Berlin. Neuer Gegenwind für Christian Wulff: Erstmals spricht sich ein Mitglied der CDU-Bundestagsfraktion für einen Rücktritt des angeschlagenen Bundespräsidenten aus. Bundestags-Vizepräsident Thierse fordert unterdessen mehr Transparenz von Wulff.
Aus der CDU/CSU-Bundestagsfraktion gibt es die erste offene Rücktrittsforderung an Bundespräsident Christian Wulff. Die Diskussion um Wulff werde so schnell nicht enden und die Dinge würden auch nicht in einem Jahr vergessen sein, sagte der Berliner CDU-Bundestagsabgeordnete Karl-Georg Wellmann am Mittwochabend dem ZDF. "Und deshalb wäre das ein Schrecken ohne Ende und ein Ende mit Schrecken wäre besser."
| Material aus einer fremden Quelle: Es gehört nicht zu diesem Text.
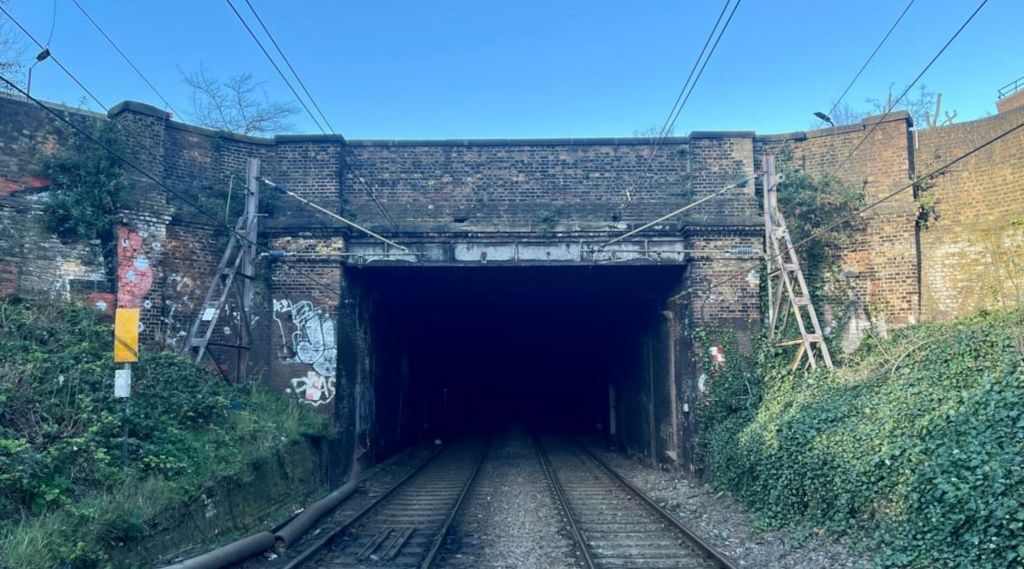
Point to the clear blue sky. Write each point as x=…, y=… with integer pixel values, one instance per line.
x=471, y=69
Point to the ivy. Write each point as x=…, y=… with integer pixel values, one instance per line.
x=916, y=447
x=60, y=436
x=88, y=188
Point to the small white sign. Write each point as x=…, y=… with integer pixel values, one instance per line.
x=122, y=383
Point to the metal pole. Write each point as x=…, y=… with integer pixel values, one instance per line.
x=124, y=426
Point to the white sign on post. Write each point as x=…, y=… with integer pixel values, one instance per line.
x=122, y=383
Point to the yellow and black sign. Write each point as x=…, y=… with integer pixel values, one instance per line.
x=126, y=335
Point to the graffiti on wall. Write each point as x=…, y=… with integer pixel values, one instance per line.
x=134, y=270
x=178, y=306
x=307, y=337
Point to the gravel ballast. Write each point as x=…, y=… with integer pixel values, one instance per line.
x=510, y=518
x=728, y=526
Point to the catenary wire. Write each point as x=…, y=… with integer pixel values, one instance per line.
x=891, y=106
x=670, y=122
x=125, y=56
x=869, y=58
x=52, y=56
x=157, y=181
x=367, y=189
x=290, y=68
x=275, y=67
x=815, y=234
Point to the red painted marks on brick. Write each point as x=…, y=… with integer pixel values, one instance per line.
x=10, y=186
x=134, y=270
x=102, y=302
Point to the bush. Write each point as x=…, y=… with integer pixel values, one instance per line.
x=65, y=491
x=916, y=447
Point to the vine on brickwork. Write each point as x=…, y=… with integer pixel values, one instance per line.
x=824, y=207
x=88, y=188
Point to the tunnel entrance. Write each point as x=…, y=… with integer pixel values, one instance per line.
x=471, y=349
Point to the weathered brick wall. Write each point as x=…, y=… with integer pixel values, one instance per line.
x=880, y=265
x=972, y=250
x=521, y=183
x=33, y=262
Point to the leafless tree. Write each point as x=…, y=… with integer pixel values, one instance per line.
x=238, y=104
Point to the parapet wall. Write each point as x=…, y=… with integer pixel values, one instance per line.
x=880, y=266
x=972, y=248
x=900, y=273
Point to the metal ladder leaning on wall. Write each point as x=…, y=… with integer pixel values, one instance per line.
x=232, y=277
x=786, y=287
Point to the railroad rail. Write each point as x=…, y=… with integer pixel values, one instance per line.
x=406, y=526
x=613, y=523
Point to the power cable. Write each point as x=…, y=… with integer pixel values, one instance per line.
x=290, y=68
x=52, y=56
x=367, y=189
x=53, y=24
x=162, y=184
x=275, y=67
x=125, y=57
x=815, y=234
x=870, y=57
x=893, y=104
x=684, y=93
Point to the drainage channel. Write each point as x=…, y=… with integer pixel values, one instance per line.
x=406, y=526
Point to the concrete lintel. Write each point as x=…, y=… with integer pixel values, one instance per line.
x=525, y=252
x=521, y=142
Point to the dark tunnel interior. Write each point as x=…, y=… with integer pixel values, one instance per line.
x=461, y=350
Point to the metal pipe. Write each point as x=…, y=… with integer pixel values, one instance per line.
x=231, y=553
x=295, y=528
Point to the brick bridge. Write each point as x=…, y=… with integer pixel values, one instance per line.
x=505, y=307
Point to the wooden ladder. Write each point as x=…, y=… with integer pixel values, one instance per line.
x=786, y=287
x=231, y=285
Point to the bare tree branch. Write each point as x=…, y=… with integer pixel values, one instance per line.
x=238, y=104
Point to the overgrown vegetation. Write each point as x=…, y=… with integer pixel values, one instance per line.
x=66, y=496
x=824, y=207
x=88, y=188
x=916, y=447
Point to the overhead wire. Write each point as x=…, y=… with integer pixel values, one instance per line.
x=53, y=57
x=131, y=164
x=367, y=189
x=869, y=58
x=275, y=67
x=289, y=63
x=892, y=105
x=125, y=57
x=818, y=232
x=684, y=93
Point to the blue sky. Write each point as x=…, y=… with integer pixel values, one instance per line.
x=472, y=69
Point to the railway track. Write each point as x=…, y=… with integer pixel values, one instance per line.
x=614, y=524
x=406, y=526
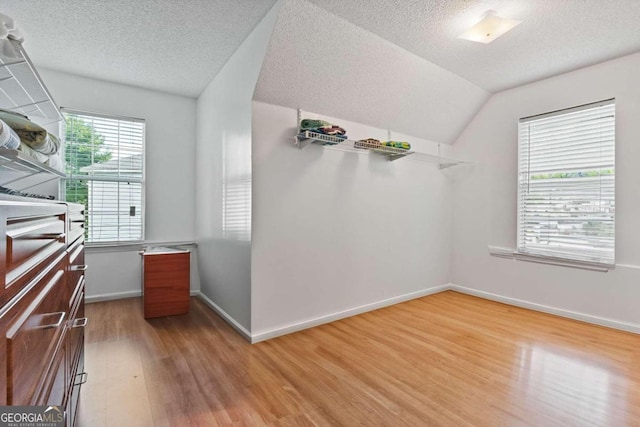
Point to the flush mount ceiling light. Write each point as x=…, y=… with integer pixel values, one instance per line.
x=489, y=28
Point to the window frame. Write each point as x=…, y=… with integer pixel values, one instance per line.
x=142, y=180
x=565, y=258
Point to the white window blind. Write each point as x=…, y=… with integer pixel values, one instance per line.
x=566, y=188
x=104, y=159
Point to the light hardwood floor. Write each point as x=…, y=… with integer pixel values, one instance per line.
x=443, y=360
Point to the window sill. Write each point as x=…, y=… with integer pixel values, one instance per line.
x=540, y=259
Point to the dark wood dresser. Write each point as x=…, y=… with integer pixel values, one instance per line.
x=42, y=303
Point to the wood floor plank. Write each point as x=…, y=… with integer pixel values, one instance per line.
x=443, y=360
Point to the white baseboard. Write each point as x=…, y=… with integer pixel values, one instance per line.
x=276, y=332
x=122, y=295
x=230, y=320
x=602, y=321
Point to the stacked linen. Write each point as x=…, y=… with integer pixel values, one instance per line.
x=8, y=137
x=35, y=137
x=397, y=144
x=323, y=127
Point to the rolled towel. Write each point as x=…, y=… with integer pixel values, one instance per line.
x=33, y=135
x=308, y=124
x=8, y=137
x=397, y=144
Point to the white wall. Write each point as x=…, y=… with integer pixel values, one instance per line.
x=485, y=203
x=223, y=153
x=170, y=176
x=335, y=232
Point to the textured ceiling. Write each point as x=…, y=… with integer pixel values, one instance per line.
x=555, y=36
x=323, y=64
x=175, y=46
Das Amt des Bundespräsidenten sei schon jetzt beschädigt, "allein durch die Tatsache der öffentlichen Diskussion auch in großen Leitmedien wie "FAZ", "Süddeutscher", "Spiegel", "Zeit", wo sie hingucken. Und mein persönlicher Rat an ihn (Wulff) wäre, dass er sich das nicht länger zumutet - sich, der Familie und dem Amt."
"Ich glaube nicht, dass das in einem Jahr vergessen sein wird"
Wellmann sagte, das Grundgesetz habe das Amt des Bundespräsidenten auf eine bestimmte Art ausgestattet. "Das ist ein Staatsoberhaupt, dass überparteilich sozusagen die Meinungen zusammenfassen soll, der Orientierung geben soll." Viele Menschen litten darunter, dass dieses Amt und dieser Bundespräsident so in der Diskussion sei. "Ich glaube auch nicht, dass das zuende ist. Ich glaube auch nicht, dass das in einem Jahr vergessen sein wird."
Der Bundestags-Vizepräsident Wolfgang Thierse (SPD) forderte im "Hamburger Abendblatt", Wulff müsse die Fragen und Antworten zu seiner Kredit- und Medienaffäre veröffentlichen. "Es wäre im Interesse des Bundespräsidenten, wenn er seiner Ankündigung von voller Transparenz auch entsprechende Taten folgen ließe und nicht die Einschränkung durch seine Anwälte hinnimmt." Auch Bundeskanzlerin Angela Merkel (CDU) sei von Wulffs Problemen betroffen, schließlich habe sie Wulff ins Amt gebracht. "Sie kann jetzt nicht so tun, als ob sie der Fall nichts angeht."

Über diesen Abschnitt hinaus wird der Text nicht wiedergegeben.